Craig, I am told that Esmonin’s wines are about to take a big jump in price, far beyond what we have seen in the past few years.

Since they’ll be about the first 2015s on the market that might just be the tip of the iceberg. I’m not sure what to expect.

Lovely note. Sounds like my kind of wine too!

This note evokes fond memories of the 1995 version of the same wine - the first 1er Cru Burgundy I ever tasted.

Nice to hear reference to them that isn’t along the lines of “… but not as good as Sylvie Esmonin” [cheers.gif]

As always, I love Davey’s notes full of passion, prose and elegant vulgarity. While he eschews scores, you know exactly where he stands on a wine.
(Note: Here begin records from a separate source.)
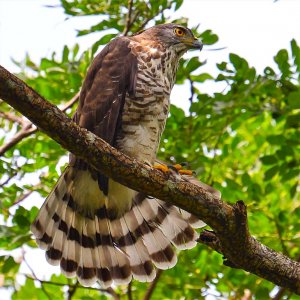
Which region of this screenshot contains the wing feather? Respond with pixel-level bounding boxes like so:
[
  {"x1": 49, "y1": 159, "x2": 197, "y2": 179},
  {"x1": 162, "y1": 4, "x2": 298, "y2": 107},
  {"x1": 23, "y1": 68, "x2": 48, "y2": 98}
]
[{"x1": 70, "y1": 37, "x2": 137, "y2": 195}]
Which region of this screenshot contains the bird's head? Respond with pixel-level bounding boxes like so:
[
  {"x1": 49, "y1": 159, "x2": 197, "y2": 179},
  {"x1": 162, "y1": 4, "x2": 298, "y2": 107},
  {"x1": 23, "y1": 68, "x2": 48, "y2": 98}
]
[{"x1": 134, "y1": 23, "x2": 203, "y2": 56}]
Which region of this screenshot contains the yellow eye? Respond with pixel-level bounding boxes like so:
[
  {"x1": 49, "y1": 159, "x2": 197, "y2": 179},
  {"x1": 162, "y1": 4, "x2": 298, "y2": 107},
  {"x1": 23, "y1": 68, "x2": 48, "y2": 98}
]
[{"x1": 175, "y1": 28, "x2": 185, "y2": 36}]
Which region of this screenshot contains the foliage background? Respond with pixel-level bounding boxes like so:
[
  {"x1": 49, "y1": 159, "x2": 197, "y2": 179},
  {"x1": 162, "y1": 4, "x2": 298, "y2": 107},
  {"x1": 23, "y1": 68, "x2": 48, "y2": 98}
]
[{"x1": 0, "y1": 0, "x2": 300, "y2": 299}]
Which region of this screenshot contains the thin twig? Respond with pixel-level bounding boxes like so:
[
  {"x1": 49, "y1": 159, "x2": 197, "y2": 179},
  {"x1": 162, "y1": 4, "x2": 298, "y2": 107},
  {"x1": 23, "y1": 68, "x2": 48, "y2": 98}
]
[
  {"x1": 0, "y1": 111, "x2": 26, "y2": 126},
  {"x1": 0, "y1": 92, "x2": 79, "y2": 156},
  {"x1": 23, "y1": 252, "x2": 51, "y2": 300},
  {"x1": 127, "y1": 281, "x2": 132, "y2": 300},
  {"x1": 144, "y1": 269, "x2": 163, "y2": 300}
]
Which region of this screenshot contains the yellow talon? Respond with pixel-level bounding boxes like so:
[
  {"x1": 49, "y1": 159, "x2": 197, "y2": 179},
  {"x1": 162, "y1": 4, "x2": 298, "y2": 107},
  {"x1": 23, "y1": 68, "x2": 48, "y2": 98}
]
[
  {"x1": 178, "y1": 170, "x2": 194, "y2": 176},
  {"x1": 153, "y1": 165, "x2": 170, "y2": 173}
]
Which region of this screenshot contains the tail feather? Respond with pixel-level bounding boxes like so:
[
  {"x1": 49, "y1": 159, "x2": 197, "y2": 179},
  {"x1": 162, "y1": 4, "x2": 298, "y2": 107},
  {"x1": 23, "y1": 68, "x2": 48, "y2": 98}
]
[{"x1": 31, "y1": 168, "x2": 218, "y2": 287}]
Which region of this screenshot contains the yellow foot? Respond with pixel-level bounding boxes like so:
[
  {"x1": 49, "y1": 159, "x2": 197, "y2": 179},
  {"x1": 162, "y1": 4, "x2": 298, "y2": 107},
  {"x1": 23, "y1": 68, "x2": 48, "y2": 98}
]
[{"x1": 153, "y1": 163, "x2": 194, "y2": 176}]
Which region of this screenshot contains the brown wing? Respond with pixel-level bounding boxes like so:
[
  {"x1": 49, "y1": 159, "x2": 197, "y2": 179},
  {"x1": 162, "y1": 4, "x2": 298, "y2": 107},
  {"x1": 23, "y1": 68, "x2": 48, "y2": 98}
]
[{"x1": 70, "y1": 37, "x2": 137, "y2": 194}]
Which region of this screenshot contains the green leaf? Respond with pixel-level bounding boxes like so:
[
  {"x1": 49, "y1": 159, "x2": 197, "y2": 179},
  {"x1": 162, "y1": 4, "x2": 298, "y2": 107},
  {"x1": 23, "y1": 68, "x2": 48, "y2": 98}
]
[
  {"x1": 260, "y1": 155, "x2": 278, "y2": 165},
  {"x1": 265, "y1": 166, "x2": 279, "y2": 180},
  {"x1": 288, "y1": 92, "x2": 300, "y2": 110}
]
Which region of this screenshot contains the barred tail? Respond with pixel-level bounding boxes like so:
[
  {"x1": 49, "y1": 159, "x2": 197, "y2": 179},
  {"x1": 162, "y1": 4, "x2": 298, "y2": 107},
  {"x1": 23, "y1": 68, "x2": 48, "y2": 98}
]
[{"x1": 31, "y1": 169, "x2": 213, "y2": 287}]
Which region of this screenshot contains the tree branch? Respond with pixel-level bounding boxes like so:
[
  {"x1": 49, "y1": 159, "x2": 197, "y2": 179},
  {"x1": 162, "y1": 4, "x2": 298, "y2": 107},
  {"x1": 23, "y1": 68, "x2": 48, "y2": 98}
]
[
  {"x1": 0, "y1": 92, "x2": 79, "y2": 156},
  {"x1": 0, "y1": 66, "x2": 300, "y2": 294}
]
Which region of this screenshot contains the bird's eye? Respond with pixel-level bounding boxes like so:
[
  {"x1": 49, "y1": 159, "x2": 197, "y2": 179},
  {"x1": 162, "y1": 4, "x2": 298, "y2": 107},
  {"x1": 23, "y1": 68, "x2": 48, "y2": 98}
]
[{"x1": 174, "y1": 28, "x2": 185, "y2": 36}]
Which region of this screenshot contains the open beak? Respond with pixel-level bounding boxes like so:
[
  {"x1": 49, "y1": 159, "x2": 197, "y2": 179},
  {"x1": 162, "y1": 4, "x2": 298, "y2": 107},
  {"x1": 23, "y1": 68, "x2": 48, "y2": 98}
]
[
  {"x1": 183, "y1": 38, "x2": 203, "y2": 50},
  {"x1": 191, "y1": 38, "x2": 203, "y2": 51}
]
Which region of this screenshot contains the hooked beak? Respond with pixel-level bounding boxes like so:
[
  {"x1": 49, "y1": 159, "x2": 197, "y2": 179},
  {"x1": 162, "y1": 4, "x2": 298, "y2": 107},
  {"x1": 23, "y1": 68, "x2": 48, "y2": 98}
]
[
  {"x1": 184, "y1": 38, "x2": 203, "y2": 51},
  {"x1": 192, "y1": 39, "x2": 203, "y2": 51}
]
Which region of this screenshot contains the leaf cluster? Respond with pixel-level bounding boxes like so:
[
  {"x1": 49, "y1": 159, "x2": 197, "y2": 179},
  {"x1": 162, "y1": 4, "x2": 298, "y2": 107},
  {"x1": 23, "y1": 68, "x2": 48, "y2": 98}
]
[{"x1": 0, "y1": 0, "x2": 300, "y2": 299}]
For those that need a score, you might be able to extrapolate based on some common descriptors:
Shitting f*ck
Pissing Crap
Brilliant
Bloody Marvelous
Titting Marvelous
Very Good
Piss
I might have these slightly out of order, but it’s way better than any point or star scoring system, IMHO.

Cheers, and keep the notes coming! [cheers.gif]

Warren

Thank you for you comments, everyone! It’s nice to know that people feel my teaching worth a read.

Warren, can I add the quality comment ‘shitting f*ck’ to this wine? It rather was the cat’s arse and precisely why we drink Burgundy. Couple of cases of that to last the rest of my life and I’d be chuffed as ninepence!

[thumbs-up.gif] [good.gif]

Good morning again, chaps,

The partner just added, “A really fine wine should make you you think about things, should make you feel things. This wine very definitely achieved those lofty characteristics,” clever taster, the partner…

I’m getting goosebumps just thinking about it now. It was such a freaking quintuple-A bottle.

I’m perturbed by the talk of process going up. This was one of the producers I could afford more regularly. After the appalling hail on the Côte this summer, general prices are going to sky rocket. Buy the 14s whilst you can still afford Burgundy!

Cheers,
D.

I would squeeze my rude bits if I had half your talent for writing tasting notes Davy. Well done, mate.

Huh. Has the winemaking improved? Last year, I opened a bottle of 95 Ruchottes that I found so boring it ended up in coq au vin.

^ Yes.

Brilliant! From you and Dani! A wine of meditation.

Thank you for reading, everyone, and thank you for taking the time to comment.

A. So, I’ve had remarkably few of his Grand Crus as, so the rumour goes, they are largely made from bought in grapes and the quality is not so high. I’ve never been disappointed by his 1er Cru wines, though.